Friday, June 13, 2008

It Begins

Summer of Code 2008 officially kicked off on May 26. Within two days, I had about 1500 lines of C written for the result/value split needed for service clients to have a clean API. I started out by writing a patch that was just enough to split xmmsc_result_t into xmmsc_result_t and xmmsc_result_value_t. Then I got the suggestion to create common implementations of all the types used by XMMS2's IPC and encapsulate them in an xmmsc_value_t. That accounted for about 1400 of the 1500 lines of code. :)

As it turned out, all that work wasn't necessary and only the original patch was needed. Fellow XMMS2ers theefer (Sébastien Cevey) and nesciens (Erik Massop) took over from where the patch left off, completely separating the two structures and even converting the CLI code to use the new value_t. So now, service clients will be able to pass arguments and return values around conveniently as xmmsc_value_ts.

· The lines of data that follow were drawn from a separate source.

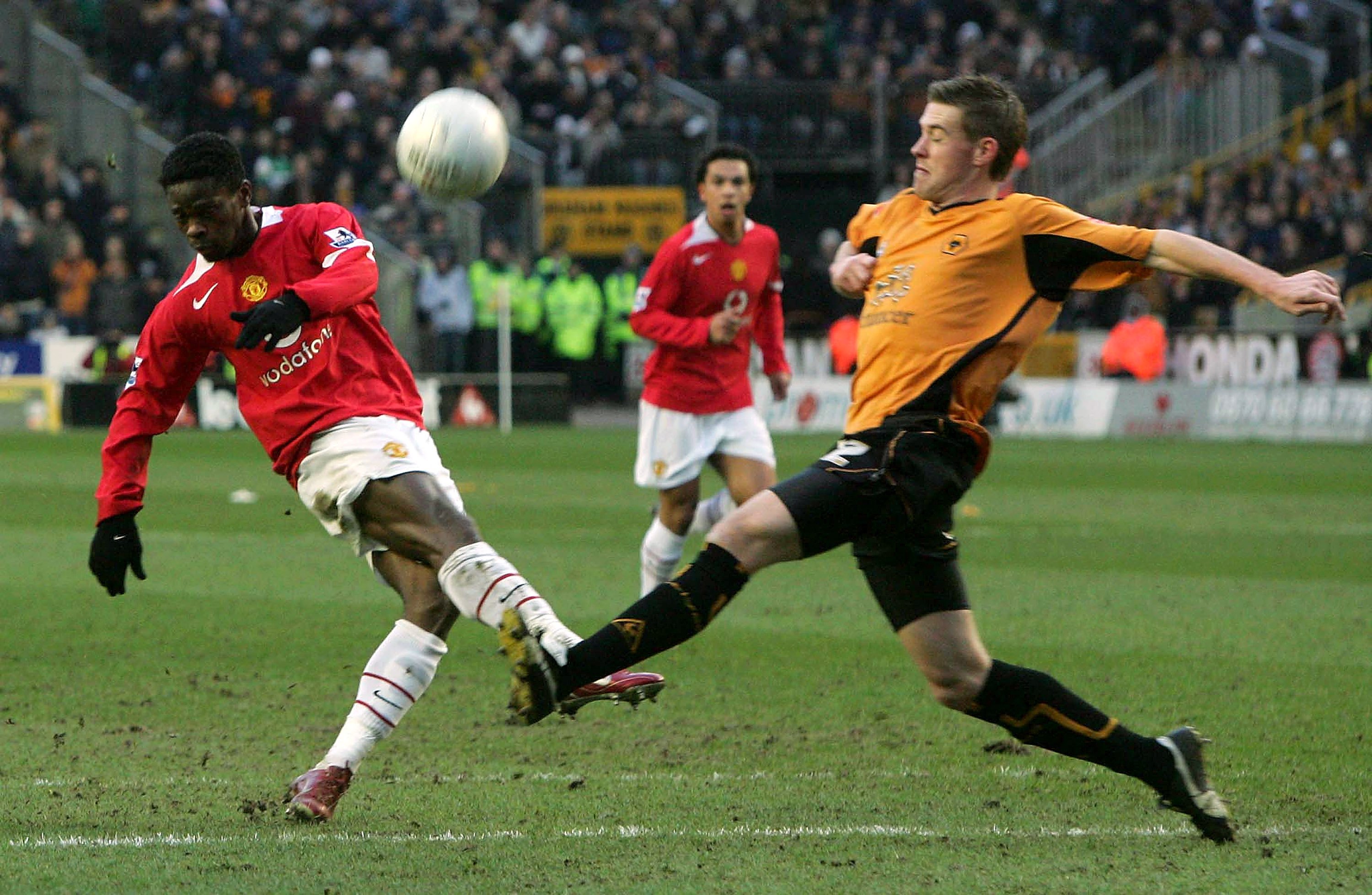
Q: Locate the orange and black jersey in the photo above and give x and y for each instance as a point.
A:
(959, 294)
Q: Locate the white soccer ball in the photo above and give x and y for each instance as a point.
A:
(453, 144)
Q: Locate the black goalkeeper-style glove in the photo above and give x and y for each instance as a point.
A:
(116, 549)
(271, 321)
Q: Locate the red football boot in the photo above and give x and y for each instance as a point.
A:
(315, 795)
(632, 687)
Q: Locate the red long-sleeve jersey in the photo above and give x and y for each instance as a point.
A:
(695, 276)
(339, 364)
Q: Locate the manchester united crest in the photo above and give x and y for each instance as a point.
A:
(254, 288)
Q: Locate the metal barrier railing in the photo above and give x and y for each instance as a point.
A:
(1154, 124)
(796, 125)
(1302, 66)
(1341, 27)
(1290, 131)
(1079, 99)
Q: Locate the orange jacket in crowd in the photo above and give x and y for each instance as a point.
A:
(1136, 347)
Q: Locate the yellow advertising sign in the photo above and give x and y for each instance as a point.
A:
(604, 220)
(31, 402)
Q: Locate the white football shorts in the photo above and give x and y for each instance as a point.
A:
(346, 457)
(673, 446)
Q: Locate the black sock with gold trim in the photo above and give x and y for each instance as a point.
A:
(1040, 712)
(667, 616)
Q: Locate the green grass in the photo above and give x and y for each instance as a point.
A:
(146, 741)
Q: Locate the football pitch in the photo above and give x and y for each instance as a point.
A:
(146, 741)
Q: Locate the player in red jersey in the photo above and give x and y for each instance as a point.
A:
(713, 290)
(286, 294)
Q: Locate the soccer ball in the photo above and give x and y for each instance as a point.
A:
(453, 144)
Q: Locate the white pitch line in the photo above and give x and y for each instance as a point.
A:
(872, 831)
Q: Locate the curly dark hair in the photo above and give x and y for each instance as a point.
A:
(729, 151)
(204, 157)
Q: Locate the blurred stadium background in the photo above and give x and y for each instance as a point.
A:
(1248, 123)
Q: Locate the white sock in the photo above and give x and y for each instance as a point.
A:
(711, 511)
(660, 553)
(396, 677)
(483, 584)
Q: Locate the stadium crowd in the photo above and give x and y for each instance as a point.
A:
(313, 94)
(313, 91)
(1305, 205)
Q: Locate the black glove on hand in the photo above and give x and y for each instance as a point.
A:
(116, 549)
(271, 321)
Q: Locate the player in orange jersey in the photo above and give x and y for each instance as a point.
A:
(955, 287)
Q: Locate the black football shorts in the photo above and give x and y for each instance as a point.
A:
(890, 492)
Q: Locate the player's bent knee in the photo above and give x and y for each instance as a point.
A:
(957, 693)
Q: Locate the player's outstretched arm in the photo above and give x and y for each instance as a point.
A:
(851, 271)
(1307, 293)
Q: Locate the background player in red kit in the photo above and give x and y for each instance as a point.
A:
(713, 290)
(286, 294)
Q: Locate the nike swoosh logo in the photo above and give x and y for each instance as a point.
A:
(201, 302)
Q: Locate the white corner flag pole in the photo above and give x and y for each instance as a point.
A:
(504, 358)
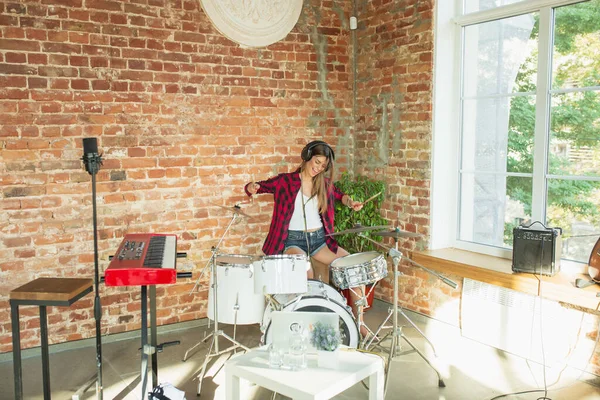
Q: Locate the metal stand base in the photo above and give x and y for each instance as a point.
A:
(396, 332)
(396, 345)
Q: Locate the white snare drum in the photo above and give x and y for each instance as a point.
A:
(235, 291)
(358, 269)
(285, 273)
(320, 297)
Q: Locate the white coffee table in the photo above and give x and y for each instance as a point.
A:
(311, 383)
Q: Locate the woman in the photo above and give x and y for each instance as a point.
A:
(303, 213)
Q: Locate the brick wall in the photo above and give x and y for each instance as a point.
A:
(185, 118)
(394, 131)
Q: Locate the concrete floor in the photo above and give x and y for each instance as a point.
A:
(470, 370)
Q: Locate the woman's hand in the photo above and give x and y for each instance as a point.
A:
(355, 205)
(253, 188)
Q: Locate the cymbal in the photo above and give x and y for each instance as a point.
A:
(357, 229)
(235, 209)
(396, 233)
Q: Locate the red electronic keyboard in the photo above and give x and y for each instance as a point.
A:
(143, 259)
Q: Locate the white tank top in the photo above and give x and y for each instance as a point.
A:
(313, 219)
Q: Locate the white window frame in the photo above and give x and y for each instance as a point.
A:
(445, 182)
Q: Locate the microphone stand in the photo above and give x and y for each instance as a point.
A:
(92, 162)
(396, 332)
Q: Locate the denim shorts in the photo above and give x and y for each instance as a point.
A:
(316, 240)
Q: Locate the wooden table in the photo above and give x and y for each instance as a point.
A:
(41, 292)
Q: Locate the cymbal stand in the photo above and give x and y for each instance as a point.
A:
(396, 332)
(213, 350)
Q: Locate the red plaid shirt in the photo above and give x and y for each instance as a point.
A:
(285, 188)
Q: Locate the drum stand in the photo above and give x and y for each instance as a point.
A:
(213, 350)
(396, 332)
(361, 302)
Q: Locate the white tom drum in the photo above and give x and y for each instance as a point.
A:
(358, 269)
(237, 302)
(320, 297)
(285, 273)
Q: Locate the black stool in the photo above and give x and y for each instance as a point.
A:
(42, 292)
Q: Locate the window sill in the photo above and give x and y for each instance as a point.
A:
(497, 271)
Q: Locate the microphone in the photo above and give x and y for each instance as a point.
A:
(91, 159)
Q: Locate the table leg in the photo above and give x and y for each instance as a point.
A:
(16, 332)
(45, 357)
(376, 380)
(232, 385)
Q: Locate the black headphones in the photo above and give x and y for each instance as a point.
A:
(307, 151)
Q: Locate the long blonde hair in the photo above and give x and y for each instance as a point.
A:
(322, 182)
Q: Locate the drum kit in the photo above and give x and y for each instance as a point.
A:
(246, 289)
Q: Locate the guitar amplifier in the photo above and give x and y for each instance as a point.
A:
(537, 251)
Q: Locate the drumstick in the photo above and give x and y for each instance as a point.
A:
(371, 198)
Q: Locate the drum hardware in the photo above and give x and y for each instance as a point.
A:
(361, 303)
(213, 350)
(396, 329)
(357, 228)
(356, 270)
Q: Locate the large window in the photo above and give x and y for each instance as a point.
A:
(530, 123)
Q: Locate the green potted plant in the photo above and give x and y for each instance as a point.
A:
(361, 188)
(326, 340)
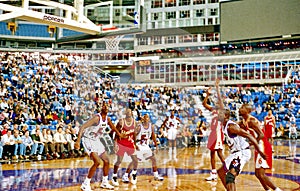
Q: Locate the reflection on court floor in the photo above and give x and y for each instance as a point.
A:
(186, 173)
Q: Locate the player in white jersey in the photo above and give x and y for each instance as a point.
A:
(216, 136)
(145, 131)
(172, 123)
(240, 152)
(90, 132)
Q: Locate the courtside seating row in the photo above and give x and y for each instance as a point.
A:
(33, 30)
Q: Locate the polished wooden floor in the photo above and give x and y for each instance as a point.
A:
(187, 173)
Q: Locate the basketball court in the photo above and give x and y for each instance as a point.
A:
(187, 172)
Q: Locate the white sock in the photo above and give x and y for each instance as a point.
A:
(87, 180)
(105, 179)
(134, 171)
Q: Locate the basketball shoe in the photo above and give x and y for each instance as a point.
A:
(114, 181)
(158, 178)
(85, 187)
(133, 179)
(106, 185)
(213, 176)
(125, 179)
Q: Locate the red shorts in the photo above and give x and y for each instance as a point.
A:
(122, 149)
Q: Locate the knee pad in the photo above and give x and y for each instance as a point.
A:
(230, 178)
(236, 164)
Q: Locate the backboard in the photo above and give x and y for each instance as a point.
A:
(117, 17)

Now the big question in my mind is how do I merge this beast? Somehow, I need to get service client code on top of the result/value split code. Do I simply rebase the code and resolve every conflict I can see as I go? Do I squash the service client code down to a few commits? What about authorship in both cases? One thing is certain; it's going to be very hard to visualize everything that needs changing to use the new value_t. But I guess this is just another lesson in how developers do things in the real world and why small, incremental commits are so useful in preventing this situation.

So I suppose there is really only one option: to rebase and pray that it's not impossible to fix. But that's the biggest obstacle in the way of getting service clients into the next release. Anything for the t-shirt!